Superman was dreamt up by two nerdy teenagers at Glenville High School in Cleveland. Long before he became known as the “King of Soul,” a 12-year-old Sam Cooke was singing Ink Spots hits like “If I Didn’t Care” from a soap box at the corner of Cottage Grove and 35th Street in Chicago, while his brother passed the hat to passengers exiting from the neighborhood streetcar. (Cooke had conquered stage fright by singing to a collection of popsicle sticks he planted in the ground and called his “audience.”) As the daughter of a local oil producer in western Pennsylvania, Ida Tarbell watched her father’s business get squashed by John D. Rockefeller. Convinced, at 15, that privilege inevitably led to corruption and injustice, Tarbell went on to become one of the first groundbreaking investigative journalists in American history, with her greatest achievement a takedown of Rockefeller’s Standard Oil Company.
In 1958, when Stephen King was 11, his mother spent $35 on a used typewriter for him. A couple of years later, he and his friend, Chris Chesley, self-published a collection of stories they called “People, Places, and Things.” It included King’s “The Thing at the Bottom of the Well,” about an “ugly mean little wretch” of a boy who “dearly loved plaguing the dog and cat, pulling wings from flies and watching worms squirm as he slowly pulled them apart.” If that sounds like the beginning of a career in horror fiction, well, of course, it is.

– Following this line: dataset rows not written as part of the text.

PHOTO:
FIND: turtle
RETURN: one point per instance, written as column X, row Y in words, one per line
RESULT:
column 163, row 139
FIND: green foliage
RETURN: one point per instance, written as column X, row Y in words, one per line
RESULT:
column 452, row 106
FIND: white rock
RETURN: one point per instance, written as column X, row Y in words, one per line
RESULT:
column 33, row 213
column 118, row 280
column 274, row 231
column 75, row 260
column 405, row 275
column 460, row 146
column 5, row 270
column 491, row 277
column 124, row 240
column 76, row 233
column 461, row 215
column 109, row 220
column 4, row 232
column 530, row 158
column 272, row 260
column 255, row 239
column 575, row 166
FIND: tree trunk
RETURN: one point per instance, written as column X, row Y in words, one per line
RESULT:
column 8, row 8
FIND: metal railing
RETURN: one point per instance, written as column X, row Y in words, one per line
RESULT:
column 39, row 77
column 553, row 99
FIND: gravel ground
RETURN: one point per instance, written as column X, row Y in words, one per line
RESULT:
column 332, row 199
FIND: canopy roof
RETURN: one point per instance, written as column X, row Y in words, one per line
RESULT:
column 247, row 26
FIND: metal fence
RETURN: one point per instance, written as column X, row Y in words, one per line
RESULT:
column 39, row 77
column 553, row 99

The youthful imagination makes innovation possible because children do things they are not supposed to do, long before they learn they are not supposed to do them. But if innovation needs the childhood imagination, childhood imagination needs safety, privacy, a sanctuary from the tyranny of watchful eyes. The problem with social media, then, is not the “media”—Stephen King’s musings utilized a typewriter, the radio pioneers required wires, and even little Sam Cooke needed a soap box and a street corner—but the “social.” For most of our history it was adults who were disrupting the child’s bubble. Now there are so many more intruders: peers, bots, algorithms, and salivating marketers.

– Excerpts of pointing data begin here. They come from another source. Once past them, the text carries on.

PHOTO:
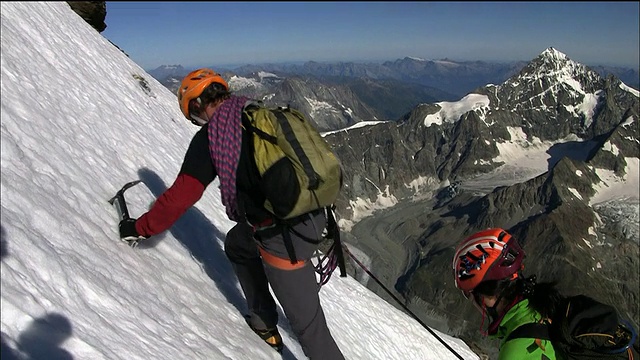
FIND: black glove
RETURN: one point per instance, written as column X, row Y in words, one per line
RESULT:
column 128, row 232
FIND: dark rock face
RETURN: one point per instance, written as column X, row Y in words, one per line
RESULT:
column 587, row 249
column 93, row 12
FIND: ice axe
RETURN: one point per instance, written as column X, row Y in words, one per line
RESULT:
column 118, row 200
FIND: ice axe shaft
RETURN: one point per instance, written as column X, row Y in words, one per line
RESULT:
column 119, row 202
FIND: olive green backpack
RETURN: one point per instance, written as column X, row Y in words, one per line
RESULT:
column 299, row 171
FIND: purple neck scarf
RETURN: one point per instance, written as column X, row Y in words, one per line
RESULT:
column 225, row 141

Social media data is so valuable, and so readily monetized, that it does to modern children what medieval overseers did to children: It draws them into a system that puts them to work. Imagination? No, as Rep. Jay Obernolte (R., Calif.) said at March’s TikTok hearings, social media companies “gather user data, then use powerful A.I. tools to make eerily accurate predictions of human behavior” and—here is the core injury—“manipulate that behavior.” The company has said it has taken steps to protect children, including by putting time limits on how long they can use the platform. But anyone who has raised a child in the past 25 years can attest to the damage social media can do to children. The task now is to take in the damage to our national ethos.

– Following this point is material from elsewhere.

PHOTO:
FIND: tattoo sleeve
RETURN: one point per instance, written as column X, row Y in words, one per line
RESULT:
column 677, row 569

The late social critic Neil Postman warned us a generation ago that technology was leading to the “disappearance of childhood.” (And he was focused on the evils of television!) He wrote that we had “childified” adults and “adultified” children, and that the consequences, in the long run, would be devastating. Postman described technological change as “neither additive nor subtractive,” but “ecological,” citing how the arrival of the printing press did not mean that we had “old Europe plus the printing press. We had a different Europe.” Recognizing just how important childhood has been to our nation and the threat to it posed by our technological age, I shudder to think of what America would be without children, but this is certain: It would be a very different America.